Verbo y Gracia
García Márquez enseña
Fernando Ávila
Fundación Redacción
“Leyendo se aprende a escribir”, dice el más común de los lugares de la enseñanza de la redacción. Si usted quiere escribir cuentos, lea a Chejov; si quiere escribir novelas, lea a Víctor Hugo; si quiere escribir crónicas, lea a Salcedo. Yo quería escribir artículos de revista. En mi búsqueda sobre cómo hacerlo di alguna vez con el libro Curso de redacción, de Gonzalo Martín Vivaldi, que me sirvió mucho, pero sobre todo me dediqué a leer atentamente artículos, para contestarme a la pregunta “cómo se escribe”.
Ese “cómo se escribe” se convirtió luego en cátedra universitaria, en capacitación empresarial, en artículos de prensa y en un libro, que más adelante fue una colección de libros. Aún me sigo preguntando cómo se escribe, pero, con las respuestas parciales que he obtenido, he podido construir un sistema didáctico efectivo, hasta donde dan fe las encuestas de satisfacción.
Pues bien, uno de mis maestros en ese proceso fue Gabriel García Márquez. Leí con devoción todos y cada uno de sus libros. Los primeros (La hojarasca, Cien años y Los funerales), unos años después de publicados, y los siguientes, inmediatamente salían al mercado.

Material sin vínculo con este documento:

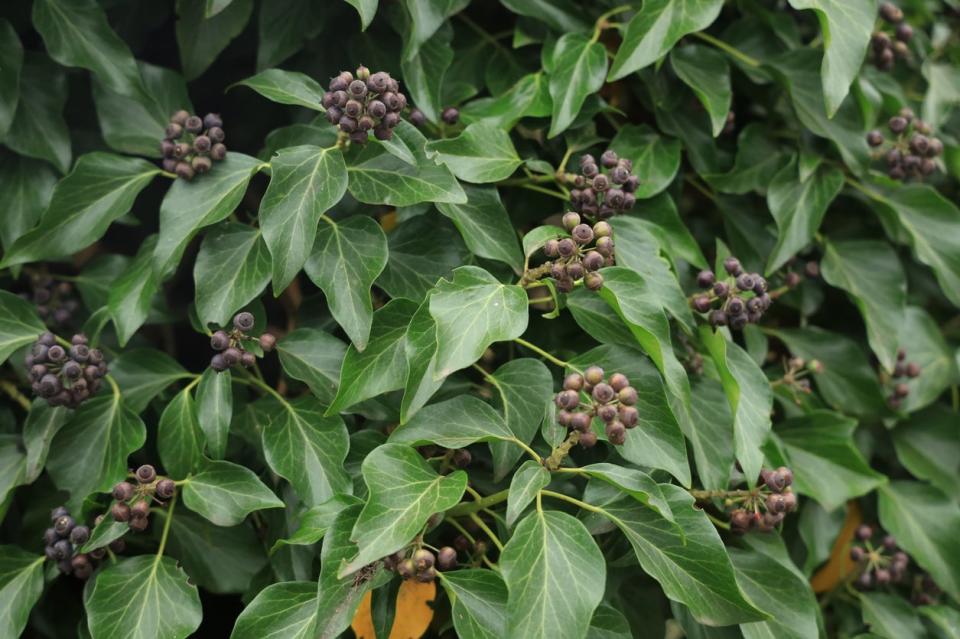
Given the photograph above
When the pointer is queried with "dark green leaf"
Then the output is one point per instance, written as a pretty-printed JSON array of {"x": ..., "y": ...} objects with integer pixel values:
[
  {"x": 101, "y": 188},
  {"x": 225, "y": 493}
]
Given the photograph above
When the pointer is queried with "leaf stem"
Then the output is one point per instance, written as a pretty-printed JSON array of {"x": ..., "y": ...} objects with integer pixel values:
[
  {"x": 573, "y": 500},
  {"x": 730, "y": 49},
  {"x": 486, "y": 529}
]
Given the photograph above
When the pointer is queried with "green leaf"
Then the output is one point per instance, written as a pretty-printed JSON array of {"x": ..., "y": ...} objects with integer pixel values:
[
  {"x": 707, "y": 72},
  {"x": 307, "y": 449},
  {"x": 424, "y": 72},
  {"x": 523, "y": 388},
  {"x": 26, "y": 187},
  {"x": 928, "y": 447},
  {"x": 225, "y": 493},
  {"x": 38, "y": 129},
  {"x": 870, "y": 272},
  {"x": 692, "y": 568},
  {"x": 179, "y": 438},
  {"x": 132, "y": 125},
  {"x": 132, "y": 293},
  {"x": 19, "y": 324},
  {"x": 124, "y": 600},
  {"x": 422, "y": 250},
  {"x": 347, "y": 258},
  {"x": 925, "y": 522},
  {"x": 659, "y": 25},
  {"x": 848, "y": 383},
  {"x": 404, "y": 491},
  {"x": 232, "y": 269},
  {"x": 931, "y": 224},
  {"x": 454, "y": 423},
  {"x": 21, "y": 584},
  {"x": 221, "y": 560},
  {"x": 827, "y": 464},
  {"x": 382, "y": 366},
  {"x": 215, "y": 410},
  {"x": 378, "y": 177},
  {"x": 41, "y": 426},
  {"x": 750, "y": 396},
  {"x": 579, "y": 67},
  {"x": 76, "y": 34},
  {"x": 338, "y": 597},
  {"x": 891, "y": 617},
  {"x": 89, "y": 454},
  {"x": 555, "y": 576},
  {"x": 846, "y": 26},
  {"x": 641, "y": 252},
  {"x": 187, "y": 207},
  {"x": 315, "y": 522},
  {"x": 141, "y": 374},
  {"x": 798, "y": 207},
  {"x": 287, "y": 609},
  {"x": 472, "y": 311},
  {"x": 525, "y": 485},
  {"x": 479, "y": 601},
  {"x": 200, "y": 39},
  {"x": 924, "y": 343},
  {"x": 656, "y": 159},
  {"x": 11, "y": 60},
  {"x": 481, "y": 153},
  {"x": 367, "y": 10},
  {"x": 305, "y": 182},
  {"x": 286, "y": 87},
  {"x": 780, "y": 591},
  {"x": 101, "y": 188},
  {"x": 313, "y": 357}
]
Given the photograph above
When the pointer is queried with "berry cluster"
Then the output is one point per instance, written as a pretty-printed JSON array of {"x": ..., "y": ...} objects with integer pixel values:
[
  {"x": 422, "y": 564},
  {"x": 913, "y": 152},
  {"x": 901, "y": 370},
  {"x": 65, "y": 376},
  {"x": 736, "y": 301},
  {"x": 230, "y": 344},
  {"x": 773, "y": 496},
  {"x": 363, "y": 102},
  {"x": 573, "y": 258},
  {"x": 192, "y": 145},
  {"x": 133, "y": 501},
  {"x": 877, "y": 565},
  {"x": 612, "y": 400},
  {"x": 884, "y": 49},
  {"x": 62, "y": 540},
  {"x": 604, "y": 193},
  {"x": 54, "y": 301}
]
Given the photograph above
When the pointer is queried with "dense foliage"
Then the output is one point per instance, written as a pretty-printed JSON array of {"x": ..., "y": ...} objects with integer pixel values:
[{"x": 573, "y": 318}]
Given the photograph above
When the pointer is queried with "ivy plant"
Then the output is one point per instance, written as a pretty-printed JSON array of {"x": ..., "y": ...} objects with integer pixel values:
[{"x": 518, "y": 318}]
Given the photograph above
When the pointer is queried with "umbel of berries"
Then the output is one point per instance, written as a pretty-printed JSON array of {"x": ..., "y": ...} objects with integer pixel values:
[
  {"x": 581, "y": 255},
  {"x": 889, "y": 44},
  {"x": 192, "y": 144},
  {"x": 362, "y": 102},
  {"x": 65, "y": 376},
  {"x": 230, "y": 344},
  {"x": 879, "y": 562},
  {"x": 606, "y": 189},
  {"x": 62, "y": 540},
  {"x": 54, "y": 301},
  {"x": 132, "y": 501},
  {"x": 737, "y": 300},
  {"x": 613, "y": 400}
]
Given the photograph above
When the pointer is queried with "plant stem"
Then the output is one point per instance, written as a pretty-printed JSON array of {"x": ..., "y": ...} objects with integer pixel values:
[
  {"x": 486, "y": 529},
  {"x": 733, "y": 51},
  {"x": 573, "y": 500},
  {"x": 465, "y": 508}
]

Y lo recuerdo de manera especial en estos días, pues GGM nació un 6 de marzo y murió un 17 de abril.
Entre las lecciones de nuestro nobel de Literatura, aplicables a cualquier documento funcional, incluido el jurídico, hay algunas que vale la pena recordar: la precisión, la mesura en los adjetivos calificativos y el no uso de adverbios terminados en -mente.
La precisión la explicaba así a un alumno que escribió que Ana, su personaje, besaba al protagonista “en el quicio de la puerta”. García Márquez le dijo: “El quicio es el marco donde está ajustada la puerta. Ella no lo besa en el quicio; lo besa en el vano de la puerta. El dintel es arriba; el umbral, abajo; el vano es el hueco, y el quicio es la estructura donde está empotrada la puerta. Ella está en el vano de la puerta”.

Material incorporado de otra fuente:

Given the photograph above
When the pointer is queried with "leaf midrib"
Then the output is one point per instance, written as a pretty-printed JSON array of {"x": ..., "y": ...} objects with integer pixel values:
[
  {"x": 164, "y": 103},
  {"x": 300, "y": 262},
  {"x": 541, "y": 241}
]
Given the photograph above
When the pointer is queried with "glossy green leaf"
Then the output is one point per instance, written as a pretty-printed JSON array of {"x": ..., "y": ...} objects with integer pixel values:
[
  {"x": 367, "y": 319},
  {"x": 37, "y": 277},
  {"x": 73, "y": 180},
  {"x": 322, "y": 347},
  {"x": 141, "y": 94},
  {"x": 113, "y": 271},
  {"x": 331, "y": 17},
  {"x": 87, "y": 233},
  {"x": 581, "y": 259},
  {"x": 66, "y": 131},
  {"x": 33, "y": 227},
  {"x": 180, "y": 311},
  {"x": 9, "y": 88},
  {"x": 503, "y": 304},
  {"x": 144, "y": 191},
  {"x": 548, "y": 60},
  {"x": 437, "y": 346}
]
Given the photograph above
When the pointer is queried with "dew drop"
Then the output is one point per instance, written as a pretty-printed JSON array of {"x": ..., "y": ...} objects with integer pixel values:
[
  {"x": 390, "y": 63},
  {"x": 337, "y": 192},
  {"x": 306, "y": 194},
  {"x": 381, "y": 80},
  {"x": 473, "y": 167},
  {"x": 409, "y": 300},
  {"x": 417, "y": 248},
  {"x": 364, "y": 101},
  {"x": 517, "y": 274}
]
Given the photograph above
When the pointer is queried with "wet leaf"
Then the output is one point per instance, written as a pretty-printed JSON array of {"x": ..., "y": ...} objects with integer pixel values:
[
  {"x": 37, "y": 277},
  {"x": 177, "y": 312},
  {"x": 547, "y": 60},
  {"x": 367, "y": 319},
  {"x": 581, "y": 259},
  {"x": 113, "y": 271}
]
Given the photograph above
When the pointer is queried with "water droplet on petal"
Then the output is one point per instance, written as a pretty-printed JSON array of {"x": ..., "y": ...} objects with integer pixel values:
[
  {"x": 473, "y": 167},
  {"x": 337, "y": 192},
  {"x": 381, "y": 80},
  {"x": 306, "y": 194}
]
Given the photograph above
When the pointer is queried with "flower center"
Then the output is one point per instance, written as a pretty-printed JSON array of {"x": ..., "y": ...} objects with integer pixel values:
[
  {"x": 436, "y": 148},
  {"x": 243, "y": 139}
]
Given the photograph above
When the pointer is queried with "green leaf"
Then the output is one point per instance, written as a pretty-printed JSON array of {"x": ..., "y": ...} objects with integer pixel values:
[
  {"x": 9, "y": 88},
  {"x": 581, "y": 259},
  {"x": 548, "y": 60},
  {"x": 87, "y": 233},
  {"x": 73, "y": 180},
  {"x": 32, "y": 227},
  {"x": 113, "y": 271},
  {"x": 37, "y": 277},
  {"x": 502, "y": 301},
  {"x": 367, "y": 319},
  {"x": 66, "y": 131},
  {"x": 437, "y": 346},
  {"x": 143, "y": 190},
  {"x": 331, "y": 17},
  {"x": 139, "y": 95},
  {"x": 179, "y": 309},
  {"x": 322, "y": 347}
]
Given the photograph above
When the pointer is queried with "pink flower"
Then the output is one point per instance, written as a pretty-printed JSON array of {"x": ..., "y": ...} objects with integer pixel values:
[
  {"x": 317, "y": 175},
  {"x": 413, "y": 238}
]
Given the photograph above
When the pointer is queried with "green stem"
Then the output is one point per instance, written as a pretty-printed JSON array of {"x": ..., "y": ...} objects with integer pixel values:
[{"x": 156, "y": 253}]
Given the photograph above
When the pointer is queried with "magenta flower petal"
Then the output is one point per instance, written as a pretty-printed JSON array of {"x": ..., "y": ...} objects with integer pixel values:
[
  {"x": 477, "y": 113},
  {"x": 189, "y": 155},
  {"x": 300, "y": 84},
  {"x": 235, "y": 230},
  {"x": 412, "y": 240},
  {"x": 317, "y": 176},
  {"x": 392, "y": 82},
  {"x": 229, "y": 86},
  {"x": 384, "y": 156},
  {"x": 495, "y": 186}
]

La mesura en los adjetivos la explicó con este ejemplo: “Supongamos que describo una aldea polvorienta, desierta, bajo un tórrido sol, a la hora de la siesta, cuando parece estar deshabitada, y que mi personaje es una mujer que camina, por la calle o en la plaza desierta, vestida de negro. Si escribo sin importar cómo, agregaría un adjetivo al sol, al calor, al polvo, etc., pero si me limito a enumerar las cosas y, finalmente, aplico al negro del vestido de la mujer, el epíteto, digamos, “inhumano”, de una vez reúno todo lo que he mencionado, el sol, la aldea desierta, el calor, etc. Doy súbitamente, en forma inesperada, solidez al conjunto”.
Sobre los adverbios terminados en -mente, dijo: “En mis últimos libros no he usado un solo adverbio de modo terminado en -mente, porque me parecen feos, largos y fáciles, y casi siempre que se eluden se encuentran formas bellas y originales”.

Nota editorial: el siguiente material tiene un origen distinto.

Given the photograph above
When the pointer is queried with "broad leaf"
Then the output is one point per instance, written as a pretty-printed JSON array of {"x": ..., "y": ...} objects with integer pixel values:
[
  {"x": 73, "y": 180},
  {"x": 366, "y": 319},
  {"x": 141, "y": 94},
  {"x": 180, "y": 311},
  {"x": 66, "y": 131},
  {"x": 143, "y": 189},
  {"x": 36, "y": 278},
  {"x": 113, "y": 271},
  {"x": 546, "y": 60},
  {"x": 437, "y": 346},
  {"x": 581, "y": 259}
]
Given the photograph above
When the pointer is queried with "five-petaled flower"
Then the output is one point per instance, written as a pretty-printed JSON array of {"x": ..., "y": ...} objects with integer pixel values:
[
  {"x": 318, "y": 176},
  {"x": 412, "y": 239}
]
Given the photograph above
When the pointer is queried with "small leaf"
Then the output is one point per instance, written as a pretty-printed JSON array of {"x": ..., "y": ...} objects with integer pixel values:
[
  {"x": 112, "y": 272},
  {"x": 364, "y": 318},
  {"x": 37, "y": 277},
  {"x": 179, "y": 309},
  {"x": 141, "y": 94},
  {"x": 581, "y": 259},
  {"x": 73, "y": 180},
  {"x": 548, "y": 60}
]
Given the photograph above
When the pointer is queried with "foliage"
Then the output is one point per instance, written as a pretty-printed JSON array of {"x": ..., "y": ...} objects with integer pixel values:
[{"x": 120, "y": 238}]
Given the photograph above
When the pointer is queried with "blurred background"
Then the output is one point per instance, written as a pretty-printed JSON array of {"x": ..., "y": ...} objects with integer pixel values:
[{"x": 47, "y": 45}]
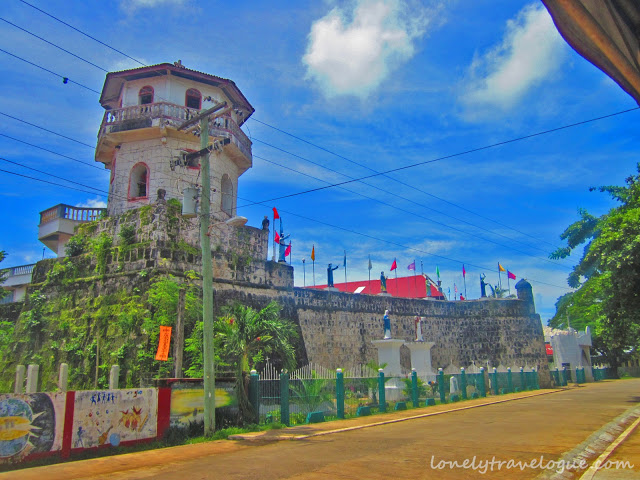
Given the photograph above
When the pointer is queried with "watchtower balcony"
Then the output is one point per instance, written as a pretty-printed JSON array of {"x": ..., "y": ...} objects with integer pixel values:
[
  {"x": 57, "y": 224},
  {"x": 154, "y": 120}
]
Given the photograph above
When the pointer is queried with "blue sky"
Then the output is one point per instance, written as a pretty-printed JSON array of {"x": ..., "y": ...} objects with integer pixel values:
[{"x": 378, "y": 84}]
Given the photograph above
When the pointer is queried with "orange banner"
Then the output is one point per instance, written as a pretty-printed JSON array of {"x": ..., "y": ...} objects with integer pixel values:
[{"x": 163, "y": 344}]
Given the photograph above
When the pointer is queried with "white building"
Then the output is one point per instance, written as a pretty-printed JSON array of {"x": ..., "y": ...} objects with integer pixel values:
[{"x": 570, "y": 349}]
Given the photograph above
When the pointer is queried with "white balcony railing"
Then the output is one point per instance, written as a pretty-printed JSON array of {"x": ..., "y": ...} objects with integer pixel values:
[{"x": 170, "y": 114}]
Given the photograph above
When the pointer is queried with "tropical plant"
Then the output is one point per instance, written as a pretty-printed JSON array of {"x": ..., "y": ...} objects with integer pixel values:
[
  {"x": 608, "y": 274},
  {"x": 311, "y": 394},
  {"x": 244, "y": 336}
]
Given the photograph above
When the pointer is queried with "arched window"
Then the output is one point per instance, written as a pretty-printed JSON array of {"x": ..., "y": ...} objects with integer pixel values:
[
  {"x": 227, "y": 195},
  {"x": 193, "y": 99},
  {"x": 145, "y": 95},
  {"x": 139, "y": 182}
]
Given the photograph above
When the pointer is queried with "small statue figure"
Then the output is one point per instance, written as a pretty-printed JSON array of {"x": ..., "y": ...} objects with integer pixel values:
[
  {"x": 330, "y": 270},
  {"x": 282, "y": 245},
  {"x": 161, "y": 194},
  {"x": 419, "y": 330},
  {"x": 383, "y": 283},
  {"x": 387, "y": 325}
]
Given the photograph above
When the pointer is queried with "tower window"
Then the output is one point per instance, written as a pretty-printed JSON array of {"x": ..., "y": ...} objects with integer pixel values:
[
  {"x": 145, "y": 95},
  {"x": 139, "y": 182},
  {"x": 227, "y": 195},
  {"x": 193, "y": 99}
]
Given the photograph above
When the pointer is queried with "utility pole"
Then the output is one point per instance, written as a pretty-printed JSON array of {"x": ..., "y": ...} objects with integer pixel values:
[{"x": 207, "y": 269}]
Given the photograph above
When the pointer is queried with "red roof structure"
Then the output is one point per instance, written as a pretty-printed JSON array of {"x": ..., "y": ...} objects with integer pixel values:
[{"x": 407, "y": 287}]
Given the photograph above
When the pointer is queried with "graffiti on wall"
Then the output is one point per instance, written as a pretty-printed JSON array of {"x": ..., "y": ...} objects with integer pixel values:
[
  {"x": 29, "y": 424},
  {"x": 187, "y": 402},
  {"x": 109, "y": 417}
]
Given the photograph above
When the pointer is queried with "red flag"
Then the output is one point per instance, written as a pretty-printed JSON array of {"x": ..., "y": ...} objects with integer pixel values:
[{"x": 164, "y": 341}]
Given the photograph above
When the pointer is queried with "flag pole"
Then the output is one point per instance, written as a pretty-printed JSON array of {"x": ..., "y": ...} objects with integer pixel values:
[{"x": 345, "y": 270}]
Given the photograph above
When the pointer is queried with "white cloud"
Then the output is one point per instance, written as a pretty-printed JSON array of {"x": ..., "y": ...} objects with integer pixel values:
[
  {"x": 93, "y": 203},
  {"x": 531, "y": 51},
  {"x": 352, "y": 50},
  {"x": 131, "y": 5}
]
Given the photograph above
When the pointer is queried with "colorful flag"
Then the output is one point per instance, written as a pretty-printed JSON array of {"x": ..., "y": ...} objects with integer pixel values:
[{"x": 164, "y": 341}]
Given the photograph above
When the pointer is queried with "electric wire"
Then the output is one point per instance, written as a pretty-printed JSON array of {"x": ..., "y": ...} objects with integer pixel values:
[
  {"x": 51, "y": 72},
  {"x": 53, "y": 44}
]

Leyendo a GGM se encuentran muchas otras lecciones prácticas. En Doce cuentos, cada personaje está descrito por su voz, lo que no es recurso frecuente: “La dicción y la cadencia (del chofer de ambulancia) eran las de un caribe crudo”, a la única austriaca del mesón la identifica “por el castellano primario que hablaba sin respirar con un acento de quincallería”, y María dos Prazeres “hablaba un catalán perfecto con una pureza un poco arcaica, aunque todavía se le notaba la música de su portugués olvidado”.
Y qué tal esta descripción del cinéfilo bogotano en El Espectador, “un anciano pequeño, con piel de fruta deshidratada y escrupulosamente vestido, que se dirige a la entrada del teatro arrastrando los pies mientras el conductor de su automóvil compra la boleta” o la de Fermina Daza, que “tenía el olor agrio de la edad, los hombros arrugados, los senos caídos y el costillar forrado de un pellejo pálido y frío como el de una rana”.